Asia's two auto powerhouses, Japan and China, are jostling for supremacy in how future electric cars should generate their power -- from batteries or hydrogen-powered fuel cells.

In a potentially high-stakes clash reminiscent of Sony versus Panasonic in the Beta-VHS video war in the 1980s, the winner could enjoy years of domination if its technology is adopted as a global standard by other manufacturers.

Charleston Gazette-Mail: West Virginia Governor Will Submit Clean Power Plan Blueprint

Gov.
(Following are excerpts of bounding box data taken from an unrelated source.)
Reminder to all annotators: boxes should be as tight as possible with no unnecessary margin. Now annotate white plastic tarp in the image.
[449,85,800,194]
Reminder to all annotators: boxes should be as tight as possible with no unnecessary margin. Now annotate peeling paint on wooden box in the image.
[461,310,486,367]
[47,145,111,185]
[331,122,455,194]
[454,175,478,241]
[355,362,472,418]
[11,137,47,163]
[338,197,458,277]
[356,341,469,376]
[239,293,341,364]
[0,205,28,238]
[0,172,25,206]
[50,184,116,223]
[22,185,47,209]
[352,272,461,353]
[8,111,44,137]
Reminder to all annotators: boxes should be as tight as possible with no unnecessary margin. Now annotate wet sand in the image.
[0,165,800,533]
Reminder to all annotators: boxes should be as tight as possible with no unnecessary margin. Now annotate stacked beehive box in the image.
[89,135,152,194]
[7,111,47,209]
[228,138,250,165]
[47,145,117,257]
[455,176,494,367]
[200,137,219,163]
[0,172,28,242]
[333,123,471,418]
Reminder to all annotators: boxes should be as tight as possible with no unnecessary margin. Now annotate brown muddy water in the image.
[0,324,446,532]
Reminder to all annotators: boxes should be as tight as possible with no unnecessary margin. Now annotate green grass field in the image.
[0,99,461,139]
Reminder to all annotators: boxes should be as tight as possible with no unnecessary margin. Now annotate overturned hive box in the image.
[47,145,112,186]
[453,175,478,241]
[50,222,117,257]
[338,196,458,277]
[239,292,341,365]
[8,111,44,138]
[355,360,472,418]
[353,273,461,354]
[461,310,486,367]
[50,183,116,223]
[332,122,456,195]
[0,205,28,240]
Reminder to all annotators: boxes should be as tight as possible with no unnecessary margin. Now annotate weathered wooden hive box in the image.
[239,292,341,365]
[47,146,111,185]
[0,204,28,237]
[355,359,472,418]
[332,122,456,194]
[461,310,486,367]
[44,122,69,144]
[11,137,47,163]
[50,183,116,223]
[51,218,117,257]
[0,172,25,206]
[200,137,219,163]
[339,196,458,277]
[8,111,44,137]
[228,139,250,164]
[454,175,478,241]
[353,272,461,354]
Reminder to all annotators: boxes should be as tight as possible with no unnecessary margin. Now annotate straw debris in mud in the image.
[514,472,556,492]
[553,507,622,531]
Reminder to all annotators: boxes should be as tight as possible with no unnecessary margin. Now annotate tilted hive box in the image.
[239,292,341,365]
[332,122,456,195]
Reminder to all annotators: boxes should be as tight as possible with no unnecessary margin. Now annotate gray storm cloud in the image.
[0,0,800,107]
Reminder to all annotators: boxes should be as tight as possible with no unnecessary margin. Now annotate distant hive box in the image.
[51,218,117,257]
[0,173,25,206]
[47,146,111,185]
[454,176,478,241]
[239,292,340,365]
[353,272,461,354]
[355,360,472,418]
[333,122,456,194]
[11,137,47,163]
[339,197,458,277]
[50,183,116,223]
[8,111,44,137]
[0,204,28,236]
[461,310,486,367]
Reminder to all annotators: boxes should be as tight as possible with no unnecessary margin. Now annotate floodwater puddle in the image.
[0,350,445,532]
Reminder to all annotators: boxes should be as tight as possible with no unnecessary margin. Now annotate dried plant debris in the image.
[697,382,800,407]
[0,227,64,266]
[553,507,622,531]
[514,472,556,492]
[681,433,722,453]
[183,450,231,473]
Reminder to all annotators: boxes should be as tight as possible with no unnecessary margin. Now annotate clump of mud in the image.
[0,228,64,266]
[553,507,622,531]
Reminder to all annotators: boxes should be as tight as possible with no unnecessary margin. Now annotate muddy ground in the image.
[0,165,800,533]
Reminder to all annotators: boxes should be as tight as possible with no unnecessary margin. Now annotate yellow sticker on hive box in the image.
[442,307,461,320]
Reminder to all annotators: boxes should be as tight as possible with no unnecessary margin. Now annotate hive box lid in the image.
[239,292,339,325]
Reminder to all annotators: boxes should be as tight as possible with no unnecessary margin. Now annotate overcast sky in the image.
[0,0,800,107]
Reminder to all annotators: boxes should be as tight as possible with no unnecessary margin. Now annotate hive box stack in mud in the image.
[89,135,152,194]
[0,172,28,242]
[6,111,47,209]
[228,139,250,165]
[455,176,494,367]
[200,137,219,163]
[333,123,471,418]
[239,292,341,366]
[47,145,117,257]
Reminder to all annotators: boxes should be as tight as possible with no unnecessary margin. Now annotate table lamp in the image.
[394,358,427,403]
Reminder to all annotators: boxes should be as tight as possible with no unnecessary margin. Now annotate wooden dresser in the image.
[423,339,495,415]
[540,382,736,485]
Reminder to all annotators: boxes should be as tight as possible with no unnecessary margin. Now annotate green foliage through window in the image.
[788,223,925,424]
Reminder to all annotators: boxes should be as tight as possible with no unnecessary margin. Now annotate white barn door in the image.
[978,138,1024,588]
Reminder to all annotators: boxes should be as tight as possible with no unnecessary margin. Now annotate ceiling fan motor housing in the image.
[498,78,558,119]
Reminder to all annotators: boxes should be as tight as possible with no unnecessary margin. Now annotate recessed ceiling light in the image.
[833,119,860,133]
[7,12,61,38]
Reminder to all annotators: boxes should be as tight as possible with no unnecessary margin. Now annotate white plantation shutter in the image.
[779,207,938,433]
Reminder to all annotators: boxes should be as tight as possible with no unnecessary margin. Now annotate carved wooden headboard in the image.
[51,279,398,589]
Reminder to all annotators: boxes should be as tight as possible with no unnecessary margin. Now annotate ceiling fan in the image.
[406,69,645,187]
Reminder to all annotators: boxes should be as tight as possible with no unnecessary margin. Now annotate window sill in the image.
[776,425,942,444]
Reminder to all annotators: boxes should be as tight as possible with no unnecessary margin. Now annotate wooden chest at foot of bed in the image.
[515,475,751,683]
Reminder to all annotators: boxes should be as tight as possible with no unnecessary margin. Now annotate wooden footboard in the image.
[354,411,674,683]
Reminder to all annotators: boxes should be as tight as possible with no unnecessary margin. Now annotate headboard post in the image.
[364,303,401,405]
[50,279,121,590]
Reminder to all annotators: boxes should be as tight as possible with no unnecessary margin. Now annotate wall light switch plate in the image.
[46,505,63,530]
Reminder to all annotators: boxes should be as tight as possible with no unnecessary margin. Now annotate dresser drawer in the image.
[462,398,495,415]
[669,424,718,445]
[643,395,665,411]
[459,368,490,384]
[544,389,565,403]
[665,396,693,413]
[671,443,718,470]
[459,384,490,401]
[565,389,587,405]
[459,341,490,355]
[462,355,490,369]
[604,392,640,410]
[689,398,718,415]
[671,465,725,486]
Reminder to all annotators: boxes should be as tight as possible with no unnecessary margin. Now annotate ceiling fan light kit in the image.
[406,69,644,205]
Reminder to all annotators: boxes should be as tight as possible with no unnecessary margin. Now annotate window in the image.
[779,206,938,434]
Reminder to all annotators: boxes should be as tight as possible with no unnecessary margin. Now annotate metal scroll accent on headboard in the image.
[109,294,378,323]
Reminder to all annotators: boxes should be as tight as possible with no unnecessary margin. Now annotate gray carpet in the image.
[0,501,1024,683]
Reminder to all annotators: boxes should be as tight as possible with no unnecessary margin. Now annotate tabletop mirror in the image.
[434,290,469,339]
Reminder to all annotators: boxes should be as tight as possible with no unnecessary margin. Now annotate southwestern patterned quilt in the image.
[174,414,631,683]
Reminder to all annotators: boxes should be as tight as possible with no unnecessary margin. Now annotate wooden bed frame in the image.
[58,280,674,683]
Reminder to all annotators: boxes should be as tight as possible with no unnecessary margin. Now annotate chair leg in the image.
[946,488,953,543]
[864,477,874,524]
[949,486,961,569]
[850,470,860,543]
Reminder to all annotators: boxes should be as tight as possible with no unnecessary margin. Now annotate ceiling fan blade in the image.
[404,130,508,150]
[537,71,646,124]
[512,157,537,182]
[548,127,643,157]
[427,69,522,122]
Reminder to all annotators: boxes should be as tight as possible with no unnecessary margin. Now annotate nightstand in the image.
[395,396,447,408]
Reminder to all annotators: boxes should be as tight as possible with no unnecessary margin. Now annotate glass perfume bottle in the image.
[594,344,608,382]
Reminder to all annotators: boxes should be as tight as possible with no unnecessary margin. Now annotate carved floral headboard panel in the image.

Earl Ray Tomblin intends to submit a plan for West Virginia to cut greenhouse-gas emissions in compliance with the Obama administration’s Clean Power Plan, bucking calls from state and national Republicans to ignore the environmental regulations.

The Environmental Protection Agency’s Clean Power Plan requires each state to cut carbon emissions from power plants by a certain amount, but leaves it to states to decide how to reach those goals. If states do not submit plans, they are threatened with the federal government implementing a plan for them, likely some sort of carbon cap-and-trade system.

Republicans, most prominently Senate Majority Leader Mitch McConnell, R-Ky., have called on governors across the country to refuse to submit state plans. Tomblin said West Virginia would not follow that advice.